Why Does My Dog Eat Grass?
If you are a worried owner whose dog has been grazing grass a bit too often – read on as we aim to unravel this uncanny mystery.
It is no secret that puppies do a lot of weird things – they steal your slippers ,sniff on their bottoms way too often and bury food for rainy days even when well fed. One more weird thing they do is eat grass.
Now, don’t call the vet just yet as grass-eating is not (always) an indicator of a problem. At the same time, grass-eating is not the kind of habit to let slide unnoticed. If you are a worried owner whose dog has been grazing grass a bit too often – read on as we aim to unravel this uncanny mystery.
Psychological reasons: all about the mood
Dogs have quite the intuitive psyche that, for one reason or another, urges them to eat more grass – so let’s discuss the main causes at hand.
Bored, anxious or upset
Dogs may act strange when they are bored, anxious, or stressed, just like we all do. In such a scenario, many dogs will find comfort in grazing. But the fun part is, that they will only exhibit this behavior when no one else is around them. Talk about sneaky and petty. Many experts relate this secretive habit to the puppies experiencing some kind of sadness. Another mood-related reason why dogs may be chewing up the lawn is to capture the attention of their ‘parents’ – ergo, you. What’s more, a dog may even purposely get in there and disobey, just to keep you interested for longer.
Now, it’s not all crankiness and sadness in Dogville – there might be some inborn psychological reasons that push them towards this provocative behavior, too.
Namely, the good ole’ dog originates from the family of wild dogs, and as genetic predators, their nature is to be hunters. Most carnivores tend to eat their prey in its entirety, guts included – yuck, we know. However, those guts usually contain grass the animals have consumed prior to being…well, exhausted of their existence. The point is that grass is something puppies have been consuming for centuries back and are quite used to it. Interestingly, canines that chew grass instinctively don’t vomit after that.
So, if you see your dog eating grass and you notice that they don’t throw up right after – you are in the clear – it’s just your dog trying to pay homage to its ancestors.
Among the various psychological reasons why canines chew on grass – and go wild for it, too – is the taste they get in turn. Yes, you’ve heard it right. Dogs love the taste of grass. Aside from taste, puppies may also consume their greenery only seasonally or only at specific locations – depending on the offer at hand. So yes, puppies are believed to adore the texture, smell, and taste of freshly grown grass. Yum!
Physical reasons for dogs eating grass
Far from the psychological, there are the physical reasons why Mr. Dog might grass away day in and day out.
Dogs, too, suffer from bellyaches, and when they do – they turn to grass for help. The grass is a natural toxin cleanser for dogs, and they trust it quite confidently in sorting out their stomach issues.
It can’t be said for certain if the canine is vomiting as a reaction to eating the grass or because they already had an upset stomach – but thought eating the grass would help.
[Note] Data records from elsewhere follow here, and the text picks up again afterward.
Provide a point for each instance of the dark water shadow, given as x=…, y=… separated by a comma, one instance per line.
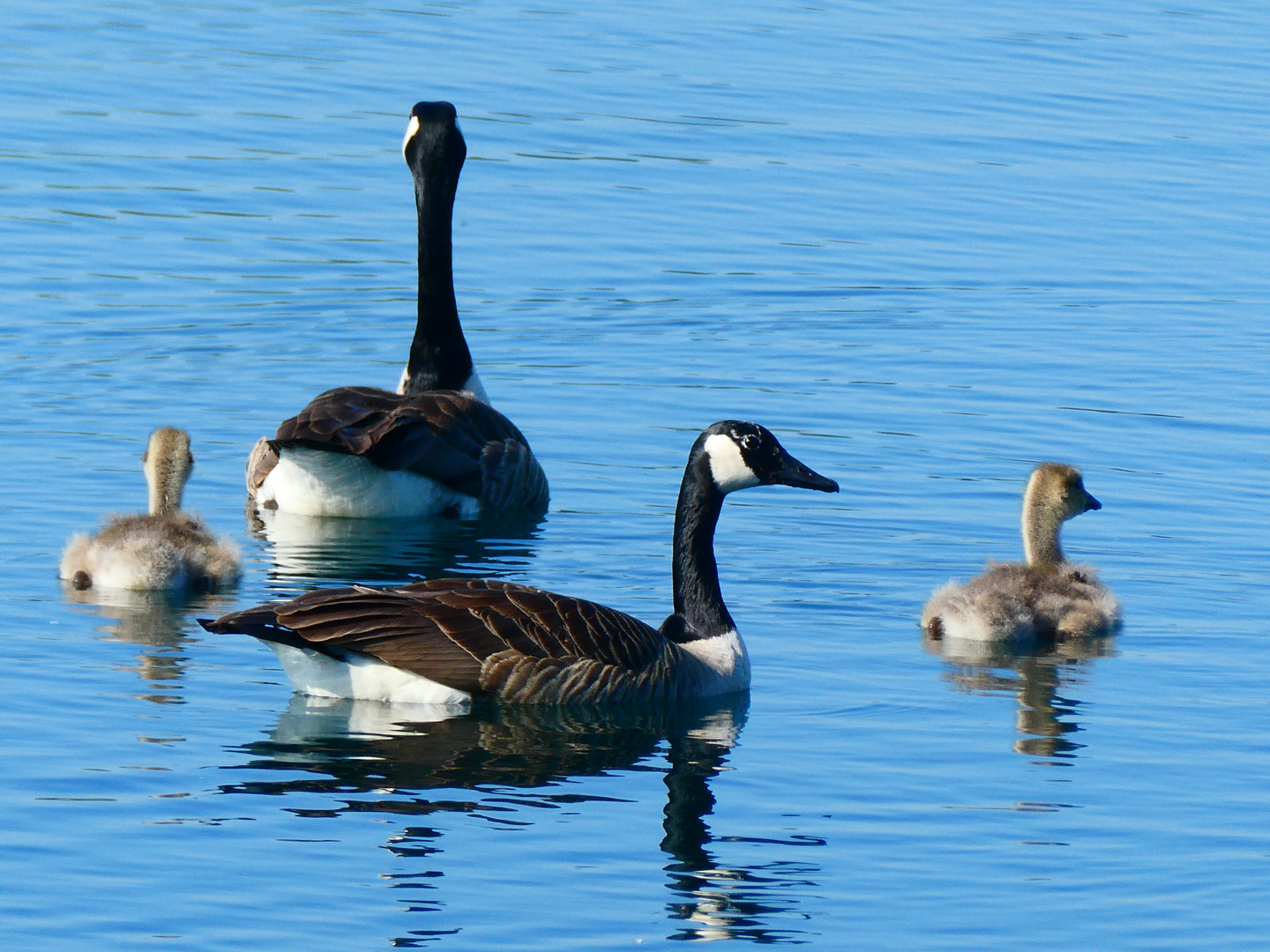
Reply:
x=371, y=758
x=156, y=621
x=311, y=548
x=1036, y=672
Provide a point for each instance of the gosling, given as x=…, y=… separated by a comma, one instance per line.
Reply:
x=1048, y=597
x=164, y=548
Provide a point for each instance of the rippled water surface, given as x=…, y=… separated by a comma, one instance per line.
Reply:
x=929, y=245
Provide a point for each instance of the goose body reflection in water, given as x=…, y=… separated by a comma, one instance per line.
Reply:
x=377, y=758
x=390, y=550
x=1036, y=674
x=156, y=622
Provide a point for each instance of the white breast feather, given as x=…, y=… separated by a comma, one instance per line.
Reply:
x=362, y=678
x=317, y=482
x=727, y=660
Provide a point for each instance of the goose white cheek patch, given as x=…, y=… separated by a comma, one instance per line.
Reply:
x=409, y=132
x=727, y=465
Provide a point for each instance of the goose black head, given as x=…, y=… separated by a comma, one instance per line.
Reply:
x=743, y=455
x=433, y=146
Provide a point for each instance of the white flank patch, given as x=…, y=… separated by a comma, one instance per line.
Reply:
x=318, y=482
x=727, y=465
x=363, y=678
x=727, y=659
x=412, y=127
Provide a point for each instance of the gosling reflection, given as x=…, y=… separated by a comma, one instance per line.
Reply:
x=1036, y=673
x=376, y=758
x=389, y=550
x=155, y=621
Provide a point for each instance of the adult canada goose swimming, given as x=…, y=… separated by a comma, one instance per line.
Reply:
x=164, y=548
x=449, y=640
x=1048, y=596
x=436, y=446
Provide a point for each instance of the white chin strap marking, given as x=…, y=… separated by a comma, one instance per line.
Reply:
x=409, y=132
x=727, y=465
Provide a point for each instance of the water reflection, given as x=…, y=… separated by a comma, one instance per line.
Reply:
x=1035, y=672
x=155, y=621
x=389, y=550
x=377, y=758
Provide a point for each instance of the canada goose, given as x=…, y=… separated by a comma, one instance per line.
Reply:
x=1048, y=596
x=164, y=548
x=436, y=446
x=449, y=640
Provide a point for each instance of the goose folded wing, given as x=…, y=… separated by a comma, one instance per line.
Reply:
x=446, y=628
x=441, y=435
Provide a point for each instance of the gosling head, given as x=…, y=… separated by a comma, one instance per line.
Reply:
x=1061, y=489
x=1056, y=493
x=741, y=455
x=167, y=464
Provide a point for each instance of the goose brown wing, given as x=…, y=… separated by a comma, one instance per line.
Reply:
x=446, y=628
x=444, y=435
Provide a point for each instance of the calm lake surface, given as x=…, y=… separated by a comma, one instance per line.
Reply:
x=927, y=245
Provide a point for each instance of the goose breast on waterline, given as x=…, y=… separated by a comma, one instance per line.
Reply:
x=436, y=446
x=449, y=640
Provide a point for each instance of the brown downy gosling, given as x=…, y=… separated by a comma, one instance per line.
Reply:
x=1048, y=597
x=164, y=548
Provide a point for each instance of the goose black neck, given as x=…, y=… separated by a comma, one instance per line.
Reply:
x=698, y=599
x=439, y=358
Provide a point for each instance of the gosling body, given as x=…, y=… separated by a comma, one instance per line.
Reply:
x=1048, y=596
x=164, y=548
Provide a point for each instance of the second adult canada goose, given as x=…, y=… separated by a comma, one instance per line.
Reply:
x=449, y=640
x=436, y=446
x=1048, y=596
x=164, y=548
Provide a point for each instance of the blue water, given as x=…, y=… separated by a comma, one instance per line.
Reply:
x=927, y=245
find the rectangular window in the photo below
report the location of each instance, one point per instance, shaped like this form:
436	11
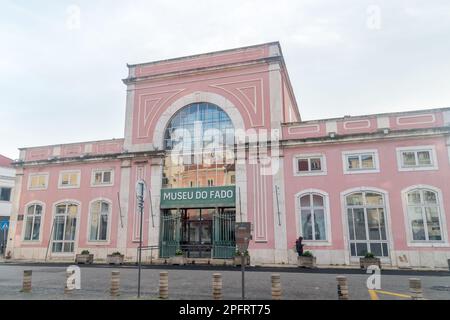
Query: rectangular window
360	161
5	194
38	181
416	158
69	179
310	165
103	177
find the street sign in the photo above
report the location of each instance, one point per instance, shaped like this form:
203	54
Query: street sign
141	189
4	225
141	192
243	235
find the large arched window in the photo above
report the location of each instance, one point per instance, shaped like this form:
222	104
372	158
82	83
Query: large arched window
64	227
99	217
313	216
366	217
198	141
33	222
424	214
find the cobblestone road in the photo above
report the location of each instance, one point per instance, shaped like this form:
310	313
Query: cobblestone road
195	283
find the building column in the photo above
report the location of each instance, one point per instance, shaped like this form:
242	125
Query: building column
124	205
155	189
279	209
13	238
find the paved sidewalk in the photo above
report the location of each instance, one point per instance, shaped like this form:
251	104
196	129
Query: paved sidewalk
194	282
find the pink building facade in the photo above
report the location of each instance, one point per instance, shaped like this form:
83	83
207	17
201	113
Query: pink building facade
348	186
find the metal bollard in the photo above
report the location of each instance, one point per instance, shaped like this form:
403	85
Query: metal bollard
26	285
115	283
163	285
276	286
342	288
217	286
68	275
415	287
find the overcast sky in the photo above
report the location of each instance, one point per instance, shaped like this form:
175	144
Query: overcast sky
60	76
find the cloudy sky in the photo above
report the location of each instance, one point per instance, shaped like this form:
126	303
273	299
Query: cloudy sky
61	63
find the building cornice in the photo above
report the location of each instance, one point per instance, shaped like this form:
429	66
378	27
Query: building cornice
366	137
202	70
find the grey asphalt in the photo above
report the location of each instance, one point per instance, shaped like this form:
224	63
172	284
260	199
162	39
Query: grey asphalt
195	283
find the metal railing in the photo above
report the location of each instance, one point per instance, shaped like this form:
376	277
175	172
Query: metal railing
146	248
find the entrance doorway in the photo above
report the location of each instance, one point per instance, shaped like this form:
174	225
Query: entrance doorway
198	232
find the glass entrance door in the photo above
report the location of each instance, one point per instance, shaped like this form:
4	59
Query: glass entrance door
367	224
65	225
196	233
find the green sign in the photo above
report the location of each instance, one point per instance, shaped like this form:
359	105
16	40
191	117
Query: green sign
208	197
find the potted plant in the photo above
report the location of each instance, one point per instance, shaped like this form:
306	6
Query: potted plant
84	257
306	260
368	260
115	258
178	259
238	259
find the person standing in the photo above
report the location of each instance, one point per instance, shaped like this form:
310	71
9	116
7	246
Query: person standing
299	246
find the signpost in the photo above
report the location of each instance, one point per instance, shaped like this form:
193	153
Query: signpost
141	191
243	236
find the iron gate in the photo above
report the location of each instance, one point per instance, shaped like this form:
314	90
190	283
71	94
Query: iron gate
170	233
224	244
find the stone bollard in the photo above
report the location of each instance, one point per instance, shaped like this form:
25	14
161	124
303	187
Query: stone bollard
276	286
26	285
115	284
217	286
415	287
163	285
342	288
68	275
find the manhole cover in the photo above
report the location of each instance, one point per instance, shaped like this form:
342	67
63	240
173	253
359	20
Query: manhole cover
440	288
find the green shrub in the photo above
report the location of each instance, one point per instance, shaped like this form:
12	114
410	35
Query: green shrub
369	255
307	254
238	253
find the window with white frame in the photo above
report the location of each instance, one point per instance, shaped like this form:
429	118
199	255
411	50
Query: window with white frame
416	158
424	215
64	227
360	161
313	217
69	179
33	219
100	211
103	177
37	181
310	165
366	220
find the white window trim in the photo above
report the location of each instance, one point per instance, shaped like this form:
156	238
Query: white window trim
60	186
431	148
94	171
46	174
10	196
425	243
108	232
75	246
298	219
323	163
344	221
346	154
42	204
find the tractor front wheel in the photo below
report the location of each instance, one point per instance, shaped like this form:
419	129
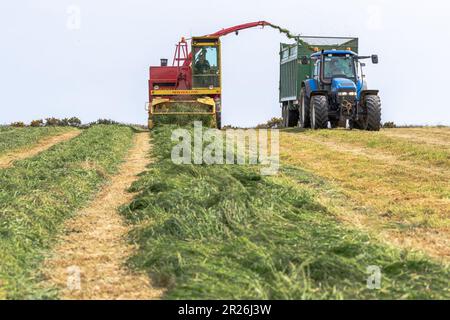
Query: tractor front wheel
371	119
303	111
319	112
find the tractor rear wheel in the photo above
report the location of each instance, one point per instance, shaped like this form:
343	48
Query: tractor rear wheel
371	119
319	112
303	111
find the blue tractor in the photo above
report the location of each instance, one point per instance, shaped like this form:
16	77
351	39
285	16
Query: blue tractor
332	90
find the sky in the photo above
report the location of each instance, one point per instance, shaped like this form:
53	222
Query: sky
90	58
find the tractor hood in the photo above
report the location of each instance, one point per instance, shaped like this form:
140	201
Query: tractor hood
342	84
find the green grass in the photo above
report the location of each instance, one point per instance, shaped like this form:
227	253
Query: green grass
406	150
12	139
225	232
39	193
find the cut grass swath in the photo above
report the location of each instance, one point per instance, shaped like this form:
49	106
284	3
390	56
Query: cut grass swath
12	139
38	194
225	232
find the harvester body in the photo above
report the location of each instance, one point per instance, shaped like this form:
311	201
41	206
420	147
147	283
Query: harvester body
322	85
192	86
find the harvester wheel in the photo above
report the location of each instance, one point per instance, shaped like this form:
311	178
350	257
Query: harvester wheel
303	111
371	120
319	112
219	120
151	123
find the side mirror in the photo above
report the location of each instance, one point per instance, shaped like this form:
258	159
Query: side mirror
375	59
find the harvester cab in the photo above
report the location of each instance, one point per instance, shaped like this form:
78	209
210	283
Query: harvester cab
191	86
333	90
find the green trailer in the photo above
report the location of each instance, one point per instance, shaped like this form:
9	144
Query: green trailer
296	67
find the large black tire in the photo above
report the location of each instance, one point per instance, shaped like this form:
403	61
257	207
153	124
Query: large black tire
303	111
283	115
292	118
319	112
371	118
219	120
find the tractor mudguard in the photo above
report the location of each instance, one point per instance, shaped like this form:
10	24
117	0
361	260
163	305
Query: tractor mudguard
310	85
365	93
319	93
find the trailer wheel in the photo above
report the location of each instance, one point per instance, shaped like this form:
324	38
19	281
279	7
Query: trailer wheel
303	111
292	118
371	119
319	112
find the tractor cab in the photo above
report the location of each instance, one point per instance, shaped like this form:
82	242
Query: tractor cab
338	71
206	63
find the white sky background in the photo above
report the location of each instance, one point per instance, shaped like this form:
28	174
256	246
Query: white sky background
101	70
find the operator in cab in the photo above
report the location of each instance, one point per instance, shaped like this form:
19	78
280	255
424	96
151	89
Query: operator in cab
202	65
339	66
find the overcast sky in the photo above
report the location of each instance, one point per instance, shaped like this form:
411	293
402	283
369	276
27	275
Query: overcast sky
54	64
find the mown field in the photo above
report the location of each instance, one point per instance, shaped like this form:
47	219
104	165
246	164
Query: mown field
226	232
12	139
39	193
343	201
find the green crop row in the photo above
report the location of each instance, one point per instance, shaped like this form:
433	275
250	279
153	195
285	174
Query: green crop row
226	232
39	193
16	138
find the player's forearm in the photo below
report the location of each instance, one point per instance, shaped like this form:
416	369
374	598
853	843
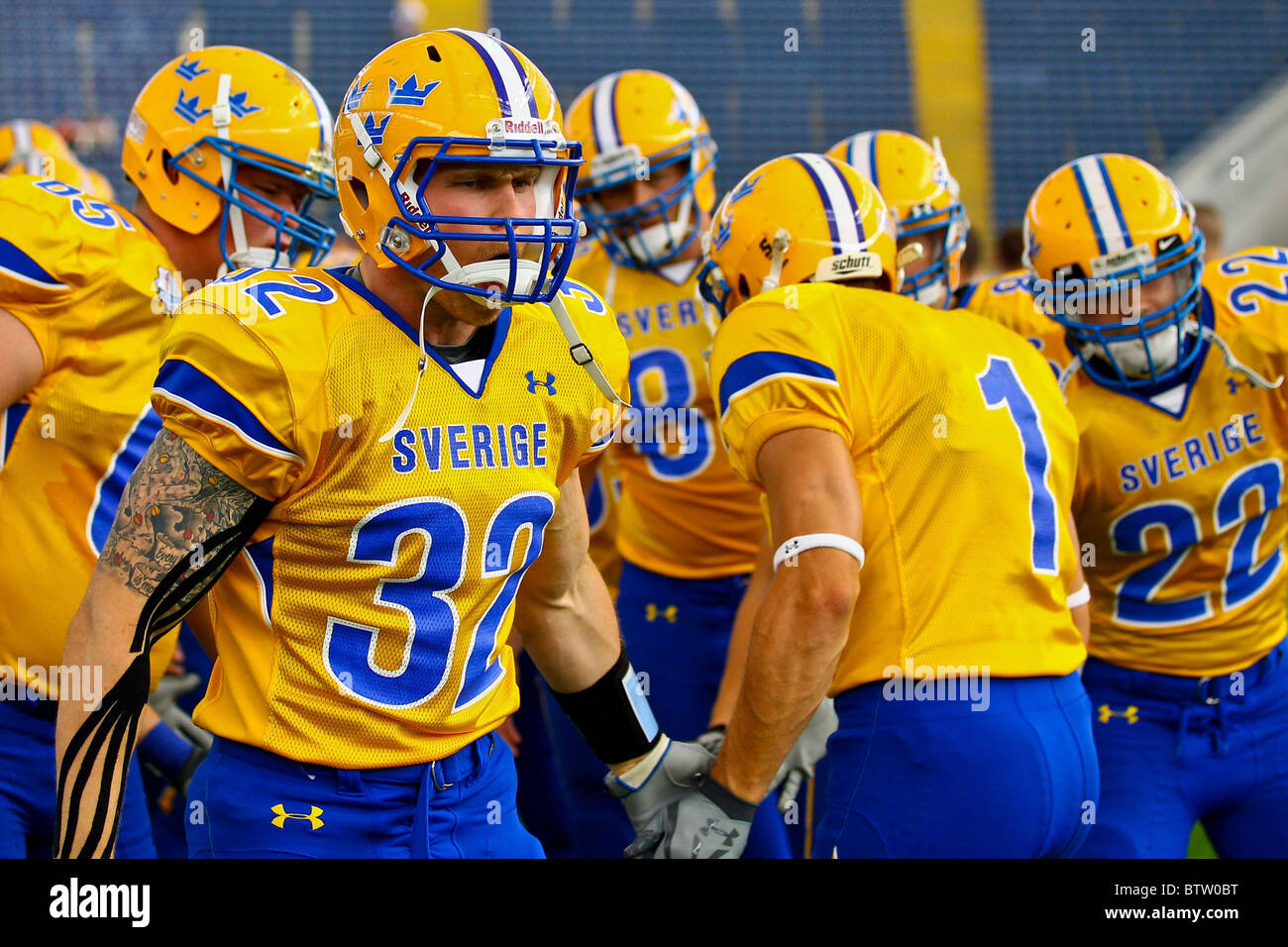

There isn’t any evidence that will solve this mystery anytime soon, but it’s safe to say, dogs have only seen the benefits of grazing, and no side effects at all.
A dietary reaction
There is also a vast chance that puppies resort to eating grass since they feel like they need to include more fiber and nutrients in their meals. If your good Boy or girl tends to eat grass right after a meal, this may be an indicator they are not digesting the food properly. In which case, it’s best to leave them to their devices, and let them grass away! As a pro tip, you can also add more fiber to your dog’s meals.
What should you do if your dog keeps eating grass?
In case your canine often eats grass, even if it makes them vomit, keep your worries at bay for there might not be an issue to resolve in the first place.
But, if your dog keeps grazing and throwing up, it is best you take them to a little veterinary checkup and double-check any possible and underlying issues. Also, it is recommended that you don’t let your dog chew grass that has been sprayed with chemicals or pesticides in the past few days – as some of the poison may still be active and put your dog’s life at risk. (Woof-Woof!!! Did somebody bark – Dog Insurance??)
All in all, grass grazing and puppies may just be a completely regular thing.
And who knows, you might learn that your pup eating grass has to do with them perceiving themselves as a horse or a cow – and who are you to tell them otherwise?